For First Time, Academy Honors A Native American Actor With Oscar

For the first time in its history, the Academy of Motion Picture Arts and Sciences has honored a Native American actor with the Oscar award.

In what is seen as the Academy’s attempt to embrace diversity, it announced that Cherokee-American actor Wes Studi has been selected for the honorary award for career achievement.

He is one of three veteran film personalities to receive honorary prizes at the annual Governors Awards ceremony on October 27, along with filmmakers David Lynch and Lina Wertmuller.

The Jean Hersholt Humanitarian Award will be presented to actress Geena Davis.

The Governors Awards recognizes individuals who have devoted themselves to a lifetime of artistic accomplishment and brought outstanding contributions to our industry, and beyond, said Academy President John Bailey.

Studi, 71, has been recognized nearly half a century after Marlon Brando declined his Oscar for The Godfather in protest against Hollywood’s treatment of Native Americans.

“I am deeply honored and humbled. I finally get to say “I’d like to thank the Academy,” an elated Studi responded to the news on Twitter.

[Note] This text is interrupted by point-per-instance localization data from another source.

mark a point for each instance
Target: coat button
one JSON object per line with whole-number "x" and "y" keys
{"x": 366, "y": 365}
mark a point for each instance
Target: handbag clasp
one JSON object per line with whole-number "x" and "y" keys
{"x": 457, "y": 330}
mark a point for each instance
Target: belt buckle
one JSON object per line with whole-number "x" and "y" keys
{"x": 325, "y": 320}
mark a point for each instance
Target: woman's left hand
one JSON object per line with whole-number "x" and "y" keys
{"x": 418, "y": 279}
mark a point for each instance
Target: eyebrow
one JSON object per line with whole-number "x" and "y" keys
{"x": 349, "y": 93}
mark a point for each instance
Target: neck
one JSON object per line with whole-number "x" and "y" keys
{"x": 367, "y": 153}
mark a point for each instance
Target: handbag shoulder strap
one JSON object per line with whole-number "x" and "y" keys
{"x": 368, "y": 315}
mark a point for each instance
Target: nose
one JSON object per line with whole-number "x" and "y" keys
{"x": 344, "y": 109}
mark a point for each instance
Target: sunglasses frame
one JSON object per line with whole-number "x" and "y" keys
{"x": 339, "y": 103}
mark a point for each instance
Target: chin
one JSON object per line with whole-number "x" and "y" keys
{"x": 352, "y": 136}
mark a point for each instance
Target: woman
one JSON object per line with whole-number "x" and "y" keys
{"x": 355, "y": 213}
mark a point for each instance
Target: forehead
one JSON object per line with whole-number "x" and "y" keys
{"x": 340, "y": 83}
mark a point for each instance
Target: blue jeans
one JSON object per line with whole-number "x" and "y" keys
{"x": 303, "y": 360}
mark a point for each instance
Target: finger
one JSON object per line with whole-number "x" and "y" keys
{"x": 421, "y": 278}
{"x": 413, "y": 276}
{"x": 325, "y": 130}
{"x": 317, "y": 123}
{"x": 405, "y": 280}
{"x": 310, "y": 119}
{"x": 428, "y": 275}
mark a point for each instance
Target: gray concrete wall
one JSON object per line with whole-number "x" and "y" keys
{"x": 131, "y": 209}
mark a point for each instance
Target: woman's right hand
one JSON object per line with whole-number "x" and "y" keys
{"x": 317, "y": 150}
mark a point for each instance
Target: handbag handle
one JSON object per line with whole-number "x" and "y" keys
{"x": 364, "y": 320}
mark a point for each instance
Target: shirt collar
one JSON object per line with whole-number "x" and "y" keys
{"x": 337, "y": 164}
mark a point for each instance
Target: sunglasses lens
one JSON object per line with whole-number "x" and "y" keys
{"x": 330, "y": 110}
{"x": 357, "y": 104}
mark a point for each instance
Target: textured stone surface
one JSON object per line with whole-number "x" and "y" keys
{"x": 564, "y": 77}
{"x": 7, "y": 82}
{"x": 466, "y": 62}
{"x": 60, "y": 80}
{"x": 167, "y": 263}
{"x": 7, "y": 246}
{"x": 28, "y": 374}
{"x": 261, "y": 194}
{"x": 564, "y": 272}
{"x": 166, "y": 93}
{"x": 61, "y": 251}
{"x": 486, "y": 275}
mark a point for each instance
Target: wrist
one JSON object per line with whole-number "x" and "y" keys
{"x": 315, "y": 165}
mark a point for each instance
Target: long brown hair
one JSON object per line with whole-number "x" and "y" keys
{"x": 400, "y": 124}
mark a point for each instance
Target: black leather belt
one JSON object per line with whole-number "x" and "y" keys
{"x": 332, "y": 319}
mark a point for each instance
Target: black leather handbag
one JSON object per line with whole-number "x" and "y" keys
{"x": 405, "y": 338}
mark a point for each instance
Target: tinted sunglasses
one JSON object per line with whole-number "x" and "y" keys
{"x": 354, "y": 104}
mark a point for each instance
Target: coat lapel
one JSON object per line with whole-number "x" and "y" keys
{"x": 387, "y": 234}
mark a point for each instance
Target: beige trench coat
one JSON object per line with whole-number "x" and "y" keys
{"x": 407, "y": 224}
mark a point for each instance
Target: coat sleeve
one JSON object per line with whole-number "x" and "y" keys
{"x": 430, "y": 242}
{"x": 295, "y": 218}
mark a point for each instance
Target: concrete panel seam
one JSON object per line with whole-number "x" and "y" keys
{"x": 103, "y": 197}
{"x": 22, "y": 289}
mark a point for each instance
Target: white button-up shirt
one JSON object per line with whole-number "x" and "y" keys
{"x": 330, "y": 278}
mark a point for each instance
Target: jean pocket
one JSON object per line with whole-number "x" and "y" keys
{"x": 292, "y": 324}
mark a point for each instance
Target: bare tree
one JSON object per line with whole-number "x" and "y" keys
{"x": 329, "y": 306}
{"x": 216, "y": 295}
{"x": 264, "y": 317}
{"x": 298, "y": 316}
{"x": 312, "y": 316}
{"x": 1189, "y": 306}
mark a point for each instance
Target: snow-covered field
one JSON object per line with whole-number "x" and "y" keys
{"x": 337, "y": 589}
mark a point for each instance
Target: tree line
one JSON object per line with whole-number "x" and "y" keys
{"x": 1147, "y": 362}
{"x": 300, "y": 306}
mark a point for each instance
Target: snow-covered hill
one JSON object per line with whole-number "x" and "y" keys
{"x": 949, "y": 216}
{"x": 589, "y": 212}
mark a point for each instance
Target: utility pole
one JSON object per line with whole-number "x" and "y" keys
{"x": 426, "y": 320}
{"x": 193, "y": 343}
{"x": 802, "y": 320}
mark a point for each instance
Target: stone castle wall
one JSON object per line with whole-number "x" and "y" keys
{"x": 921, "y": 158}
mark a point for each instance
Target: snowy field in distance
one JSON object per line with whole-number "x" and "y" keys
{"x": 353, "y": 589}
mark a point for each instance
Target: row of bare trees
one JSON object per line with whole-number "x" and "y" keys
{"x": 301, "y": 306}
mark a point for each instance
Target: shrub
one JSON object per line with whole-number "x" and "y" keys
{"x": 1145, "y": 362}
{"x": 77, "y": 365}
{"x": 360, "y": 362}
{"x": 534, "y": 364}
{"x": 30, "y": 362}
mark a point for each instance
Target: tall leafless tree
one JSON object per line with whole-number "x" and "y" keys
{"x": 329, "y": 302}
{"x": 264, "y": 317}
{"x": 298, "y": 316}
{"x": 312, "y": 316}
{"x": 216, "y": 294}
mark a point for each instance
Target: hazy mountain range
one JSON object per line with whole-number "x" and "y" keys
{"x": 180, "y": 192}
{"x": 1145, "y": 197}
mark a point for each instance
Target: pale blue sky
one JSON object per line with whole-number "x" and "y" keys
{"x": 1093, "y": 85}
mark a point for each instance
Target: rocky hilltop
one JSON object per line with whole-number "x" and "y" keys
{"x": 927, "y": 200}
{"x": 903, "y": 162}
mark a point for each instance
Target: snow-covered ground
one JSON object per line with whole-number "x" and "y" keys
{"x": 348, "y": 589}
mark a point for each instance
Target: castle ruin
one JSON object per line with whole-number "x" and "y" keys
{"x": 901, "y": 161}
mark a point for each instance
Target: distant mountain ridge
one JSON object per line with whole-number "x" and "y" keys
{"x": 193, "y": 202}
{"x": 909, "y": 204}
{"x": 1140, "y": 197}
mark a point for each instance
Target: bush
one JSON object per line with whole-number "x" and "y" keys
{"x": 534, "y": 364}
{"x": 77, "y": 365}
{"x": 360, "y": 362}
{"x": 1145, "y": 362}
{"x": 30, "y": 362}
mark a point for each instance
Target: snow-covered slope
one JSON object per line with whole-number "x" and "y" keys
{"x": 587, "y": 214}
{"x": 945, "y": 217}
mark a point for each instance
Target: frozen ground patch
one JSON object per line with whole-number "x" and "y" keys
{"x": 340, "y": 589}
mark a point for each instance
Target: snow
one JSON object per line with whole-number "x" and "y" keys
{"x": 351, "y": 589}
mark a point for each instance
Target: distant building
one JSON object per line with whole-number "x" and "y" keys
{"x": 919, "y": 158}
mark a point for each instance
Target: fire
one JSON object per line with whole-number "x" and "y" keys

Wes Studi, who has appeared in more than 30 films portraying strong Native American characters with poignancy and authenticity, is best known for his roles in “Dances with Wolves” and “The Last of the Mohicans”.

Born and raised in Nofire Hollow, Oklahoma, Studi became deeply involved with Native American politics and activism after a tour of military service in Vietnam.

Lynch, 73, is a filmmaker, musician and artist. “The Elephant Man”, directed by him, received eight Oscar® nominations.

A director known for focusing on political social issues, Wertmüller became the first woman to receive an Academy Award nomination for Directing for her film, “Seven Beauties.”

Davis, who won an Oscar for her supporting performance in “The Accidental Tourist” (1988), has been a passionate advocate for gender equality in media.